If you’re looking for blooms on your peace lilies, you might be out of luck. Peace lilies are known for their beautiful foliage, not their flowers.
But that doesn’t mean it can’t happen.
Many things can cause stress to the plant and make it difficult for the flower to grow.
Forcing a peace lily to bloom is all about creating the right environment for the plant. Here are 12 tips that will help ensure success:
If possible maintain room temperature with a small heater or air conditioner during colder months.
Your peace lily will need bright and filtered light, and it’s best to try and maintain a filter of 40% or less.
The plant should never be exposed to direct sunlight, as the leaves will scorch, but it should receive at least six hours of indirect or artificial light daily. Fluorescent lights are best, but if you must use incandescent, keep the lights at least two to four inches away from the leaves.
Peace lilies are heavy feeders and will need fertilizer throughout their growing season. The plant should be fed every week during spring and summer with a houseplant fertilizer diluted by half.
Water your peace lily regularly, but make sure the potting soil is always damp to the touch.

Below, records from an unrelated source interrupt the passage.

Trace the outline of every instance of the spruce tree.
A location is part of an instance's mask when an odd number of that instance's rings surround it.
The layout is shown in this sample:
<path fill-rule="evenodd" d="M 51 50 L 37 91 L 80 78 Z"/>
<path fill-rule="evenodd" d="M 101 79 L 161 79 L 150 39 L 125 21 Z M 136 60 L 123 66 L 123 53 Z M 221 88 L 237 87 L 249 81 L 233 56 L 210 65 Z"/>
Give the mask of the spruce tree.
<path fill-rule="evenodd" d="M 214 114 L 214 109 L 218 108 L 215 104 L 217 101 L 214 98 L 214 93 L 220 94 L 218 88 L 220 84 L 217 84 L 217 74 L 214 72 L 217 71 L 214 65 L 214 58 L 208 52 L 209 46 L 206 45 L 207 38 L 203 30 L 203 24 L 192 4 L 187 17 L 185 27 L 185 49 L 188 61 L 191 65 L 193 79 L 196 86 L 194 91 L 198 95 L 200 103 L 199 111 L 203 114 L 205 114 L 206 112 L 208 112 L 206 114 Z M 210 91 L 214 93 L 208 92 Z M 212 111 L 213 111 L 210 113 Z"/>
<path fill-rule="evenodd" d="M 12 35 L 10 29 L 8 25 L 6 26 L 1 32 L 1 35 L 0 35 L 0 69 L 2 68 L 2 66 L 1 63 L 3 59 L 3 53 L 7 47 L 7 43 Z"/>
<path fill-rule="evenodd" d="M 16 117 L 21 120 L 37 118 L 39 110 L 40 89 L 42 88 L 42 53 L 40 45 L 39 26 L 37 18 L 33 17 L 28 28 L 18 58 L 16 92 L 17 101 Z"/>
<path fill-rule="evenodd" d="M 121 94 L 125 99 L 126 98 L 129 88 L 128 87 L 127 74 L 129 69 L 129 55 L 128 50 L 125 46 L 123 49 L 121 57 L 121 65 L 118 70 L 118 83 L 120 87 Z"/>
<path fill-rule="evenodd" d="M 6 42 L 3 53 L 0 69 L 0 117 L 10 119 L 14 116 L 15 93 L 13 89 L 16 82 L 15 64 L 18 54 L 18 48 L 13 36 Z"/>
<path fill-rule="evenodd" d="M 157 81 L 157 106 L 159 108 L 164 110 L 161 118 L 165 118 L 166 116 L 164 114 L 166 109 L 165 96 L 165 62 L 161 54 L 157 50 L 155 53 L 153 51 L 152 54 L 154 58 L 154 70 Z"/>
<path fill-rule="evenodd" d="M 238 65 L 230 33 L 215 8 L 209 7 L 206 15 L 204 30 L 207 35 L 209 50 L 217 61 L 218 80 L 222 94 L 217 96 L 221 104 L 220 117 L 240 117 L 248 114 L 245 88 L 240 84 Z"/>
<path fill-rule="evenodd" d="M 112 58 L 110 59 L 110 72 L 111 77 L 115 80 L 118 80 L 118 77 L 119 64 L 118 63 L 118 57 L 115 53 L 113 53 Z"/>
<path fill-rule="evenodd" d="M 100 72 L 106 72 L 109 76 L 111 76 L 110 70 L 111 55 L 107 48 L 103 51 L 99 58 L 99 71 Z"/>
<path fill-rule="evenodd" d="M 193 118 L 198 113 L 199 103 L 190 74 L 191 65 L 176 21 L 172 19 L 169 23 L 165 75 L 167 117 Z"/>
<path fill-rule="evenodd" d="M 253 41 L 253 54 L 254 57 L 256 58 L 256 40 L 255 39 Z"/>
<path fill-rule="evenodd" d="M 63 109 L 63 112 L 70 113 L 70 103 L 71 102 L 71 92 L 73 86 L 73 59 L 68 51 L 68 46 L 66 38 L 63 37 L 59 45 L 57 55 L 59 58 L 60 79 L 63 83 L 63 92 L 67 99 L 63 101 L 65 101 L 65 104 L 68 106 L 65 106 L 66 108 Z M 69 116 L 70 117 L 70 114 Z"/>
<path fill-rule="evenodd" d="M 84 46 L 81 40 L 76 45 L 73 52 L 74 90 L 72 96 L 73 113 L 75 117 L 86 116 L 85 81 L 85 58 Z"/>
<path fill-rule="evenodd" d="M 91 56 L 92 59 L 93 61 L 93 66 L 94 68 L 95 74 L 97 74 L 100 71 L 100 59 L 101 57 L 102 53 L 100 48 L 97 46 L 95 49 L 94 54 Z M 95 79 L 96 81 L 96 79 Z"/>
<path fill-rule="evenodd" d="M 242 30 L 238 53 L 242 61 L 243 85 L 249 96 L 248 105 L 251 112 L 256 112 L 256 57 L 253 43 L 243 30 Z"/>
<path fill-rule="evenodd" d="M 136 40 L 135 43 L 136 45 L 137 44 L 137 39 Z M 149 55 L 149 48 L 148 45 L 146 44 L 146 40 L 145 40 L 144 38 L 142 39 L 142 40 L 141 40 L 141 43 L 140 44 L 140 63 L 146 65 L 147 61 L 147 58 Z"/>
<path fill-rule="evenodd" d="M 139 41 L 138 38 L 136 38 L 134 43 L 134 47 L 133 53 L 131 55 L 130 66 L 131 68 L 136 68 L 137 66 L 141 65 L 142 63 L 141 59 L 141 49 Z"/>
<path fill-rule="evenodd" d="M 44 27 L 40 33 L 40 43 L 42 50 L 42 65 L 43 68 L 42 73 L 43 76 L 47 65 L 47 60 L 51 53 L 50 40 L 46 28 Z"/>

Do not overwater the plant, as this can cause root rot.
Peace lilies enjoy high humidity, so if possible try and keep the environment around the plant humid. This can be done by using a humidifier, placing the pot on a tray of wet pebbles, or grouping plants together.
Repot the plant every two years in spring, using a pot that is one size larger than the current pot. Be sure to use a potting mix designed for peace lilies.
8. Temperature fluctuations
A sudden temperature change can cause the flower on your peace lily to abort. To prevent this, try and avoid exposing the plant to extreme changes in temperature.
9. Plant size
If your plant gets too tall, cut it back to promote new growth at the base of the plant. The new shoots should develop buds within a few months.
When your peace lily starts to age, it won’t show it by losing leaves or flowers, but by losing its color.
Peace lilies can become top-heavy because of the flowers, so they need to be staked often. Staking will help protect the plant by keeping it balanced and upright.
Tips for Growing Peace Lilies
• Peace lilies are native to the tropical regions of the world and prefer a warm, humid environment.
• The plant should be kept in a pot with moist soil and should receive indirect light or artificial light for at least six hours per day.
• Fertilize the plant every week with a diluted houseplant fertilizer during spring and summer.
• Keep the plant in a pot that is one size larger than the current pot and use a potting mix designed for peace lilies when you report.
• To propagate, cut off a three-inch section of root and place it in damp potting soil. Keep the soil moist and in a warm place, and new leaves will start to form in about four weeks.
• When the plant starts to age, it will lose its color and you will need to repot it into a pot that is one size larger.
• Peace lilies are susceptible to several pests, including spider mites, mealybugs, and scale. Use an appropriate pesticide to treat an infestation.
• Because of the flowers, a peace lily can become top-heavy and will need to be staked often.